また,地域の方と協力することで,児童は自分の地域に目を向けるようになるなど,地域との関わりを深める食育活動となっています。
登米市事業の「すこやかキッズ教室」や「こどもまつり」に協力し,子どもや親世代,祖父母世代に楽しみながら食を通した健康づくりについて考えてもらうきっかけづくりをしています。平成31年度のこどもまつりでは,減塩と野菜摂取の啓発をテーマにクイズや野菜をたくさん使った適塩スープの試食等を行いました。
また,平成28年度より,登米市の「元気とめ!健康づくり宣言」の1つである“適塩!プラス野菜あと一皿”を推進するため,季節の野菜を活用したレシピを年に3~4回作成し,市内店舗で健康づくりに関する資料と併せて配布しています。登米市の健康課題について周知する契機となり,市民一人一人の取り組みを支える健康なまちづくりの推進につながっています。
学校栄養士として,児童に対する栄養指導や食育プログラムの実践を通して「食」の重要性を発信し続けています。給食メニューを生かした継続的な食育指導や地元の野菜農家と連携し、野菜や地元でとれる食材の大切さを伝えることで,児童の食材や食文化に関する関心を高めています。
6年生の総合学習の時間には,ブルーベリー収穫体験を行い,翌日の給食ではそれを生かしたブルーベリーごはんを提供しました。児童が実際に収穫に関わった食材を直接的に活用することで,全校的に食材への関心が高まりました。
さらに,学校での活動のほか、PTA行事,学校評議員会等において,学校給食の概要について試食を交えた説明を行うなど,地域住民への情報発信にも力を入れ,精力的に活動しています。

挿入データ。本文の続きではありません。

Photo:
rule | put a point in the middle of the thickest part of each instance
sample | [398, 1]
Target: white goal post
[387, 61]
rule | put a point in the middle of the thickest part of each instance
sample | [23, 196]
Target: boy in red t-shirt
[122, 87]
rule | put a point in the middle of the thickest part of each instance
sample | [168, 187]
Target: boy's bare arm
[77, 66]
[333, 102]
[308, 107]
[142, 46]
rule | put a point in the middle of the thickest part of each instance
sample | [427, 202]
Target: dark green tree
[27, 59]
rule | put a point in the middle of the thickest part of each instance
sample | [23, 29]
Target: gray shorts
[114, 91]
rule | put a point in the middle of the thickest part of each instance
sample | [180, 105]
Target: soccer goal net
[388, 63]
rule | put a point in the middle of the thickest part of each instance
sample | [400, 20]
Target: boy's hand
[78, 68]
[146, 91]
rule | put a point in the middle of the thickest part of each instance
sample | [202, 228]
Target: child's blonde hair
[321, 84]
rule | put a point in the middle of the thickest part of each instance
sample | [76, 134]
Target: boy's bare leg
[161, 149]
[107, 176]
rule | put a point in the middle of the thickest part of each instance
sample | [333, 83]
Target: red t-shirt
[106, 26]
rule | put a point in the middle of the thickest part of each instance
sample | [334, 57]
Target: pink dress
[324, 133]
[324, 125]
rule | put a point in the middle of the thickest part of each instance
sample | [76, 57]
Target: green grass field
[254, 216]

丸森町立小斎小学校では,平成15年度から,家庭や地域と協働しながら栄養指導や料理教室等の体験を通して学ぶ食育活動を実施しています。
学年に応じて工夫を重ね,児童の学年に応じた教科(家庭科,総合的な学習の時間と関連付け,教育課程に組み込んだ授業となっています。

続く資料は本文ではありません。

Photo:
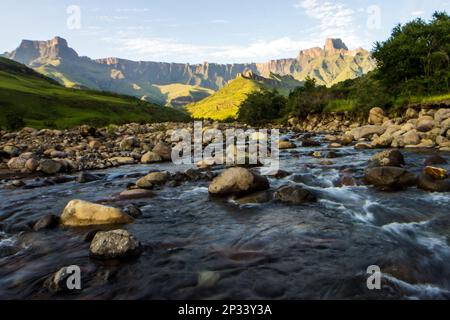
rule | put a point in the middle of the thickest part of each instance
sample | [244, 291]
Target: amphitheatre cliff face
[150, 80]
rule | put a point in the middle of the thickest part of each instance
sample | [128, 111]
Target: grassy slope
[225, 103]
[43, 102]
[95, 76]
[177, 91]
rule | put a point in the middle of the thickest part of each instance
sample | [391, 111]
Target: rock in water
[283, 145]
[151, 157]
[436, 173]
[428, 183]
[390, 178]
[79, 213]
[238, 182]
[294, 195]
[57, 283]
[48, 222]
[388, 158]
[435, 159]
[376, 116]
[154, 178]
[117, 244]
[163, 150]
[48, 166]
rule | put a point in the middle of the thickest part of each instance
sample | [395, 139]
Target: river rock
[425, 124]
[411, 138]
[294, 195]
[376, 116]
[48, 222]
[79, 213]
[390, 178]
[17, 163]
[117, 244]
[435, 159]
[152, 179]
[428, 183]
[238, 182]
[128, 144]
[136, 194]
[283, 145]
[163, 150]
[436, 173]
[122, 160]
[256, 198]
[306, 143]
[441, 115]
[57, 283]
[151, 157]
[388, 158]
[32, 164]
[367, 131]
[49, 166]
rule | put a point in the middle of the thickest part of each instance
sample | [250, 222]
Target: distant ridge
[153, 81]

例えば,料理教室の献立案は5・6年児童が家族と考え,その案をもとに,代表者(栄養士,保健師,小斎婦人会,学校)が,栄養バランス等を加味しながら決定しています。
料理教室当日は,3・4・6年生が主食と主菜,5年生が副菜と汁物,1・2年生がデザートづくりを担当し,全校児童で分担します。小斎婦人会や栄養士,保健師,保護者が児童に調理方法やコツを教えながら一緒に調理します。今年度は約70名で共食しました。
家庭では児童が自発的に料理に関わるようになり,親子での食育への関心も高まっています。

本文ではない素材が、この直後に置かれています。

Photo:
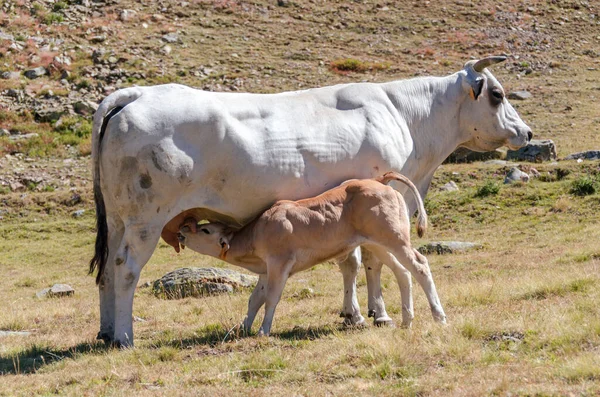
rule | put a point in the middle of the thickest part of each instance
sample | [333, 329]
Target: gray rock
[516, 175]
[14, 333]
[201, 281]
[496, 162]
[449, 187]
[56, 291]
[85, 108]
[35, 73]
[519, 95]
[78, 213]
[11, 75]
[19, 137]
[49, 115]
[536, 151]
[170, 38]
[587, 155]
[463, 155]
[447, 247]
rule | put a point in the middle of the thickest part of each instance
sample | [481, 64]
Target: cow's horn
[485, 62]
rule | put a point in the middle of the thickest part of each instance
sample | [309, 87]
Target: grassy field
[523, 315]
[523, 311]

児童は6年間にわたり,食に関する知識を深めることができ,人との関わりや郷土愛を深める総合的なふるさと教育となっています。
宮城県漁業協同組合石巻地区支所女性部では,食育を目的とした料理教室を地域の小学生,中学生,高校生を対象に実施しています。
平成13年,15年に東京都の小学生とその母親を対象とした魚介類の料理教室を開催しました。好評だった反面,地元の子ども達も魚離れが進んでいると感じ,地域の小・中学校・高校への料理教室を通じ食育活動を行うことにしました。
肉料理中心の食生活が目立つ中,自分の手で魚をさばき調理することにより魚介類への関心も深まっています。
宮城県水産高等学校との調理実習は平成19年より継続的に実施しており,今年度は第11回目を実施しました。
宮城大学の学生ボランティアグループである「@グリーン」は,震災直後から「食と農」をキーワードに被災者支援活動を続けてきました。
この活動では,被災者とともに野菜を育て,収穫すると同時に,様々な食材を用いて加工活動も行っています。土や緑とふれあいながら新たなコミュニティを立ち上げ,また,食べることを通して被災生活の栄養改善を図るととともに幸せな気持ちになってもらいたいと始めた活動です。
食産業学部の学生は,食について専門に学んでおり,その知識や技術も生かしての活動です。
一方,多忙や生活費の不足から自分自身の食事についてはおろそかになっている学生が多いことがわかり,朝ごはんを提供する活動を立ち上げるました。被災者支援活動に参加してきた人たちからも支援をいただき,学生の朝ごはんを年に6~7回,100~120食提供する活動に結びついています。
この活動に賛同してくださる学外の方からの支援や,学生が実習で収穫した野菜を使うこともあり,食産業学部ならではの活動となっています。
理研食品株式会社は,わかめ製品の製造メーカーとしてわかめの生態,生産者の努力,わかめの栄養素と働き,色の科学などを通じて,将来を担う子供たちの健康維持,向上を目的にさまざまな食育支援活動を実施しています。活動を通して野菜が摂り難い震災時の非常食としてもミネラルや食物繊維が豊富な乾燥わかめが役立つよう,水やお湯で簡単に戻る事を認識してもらっています。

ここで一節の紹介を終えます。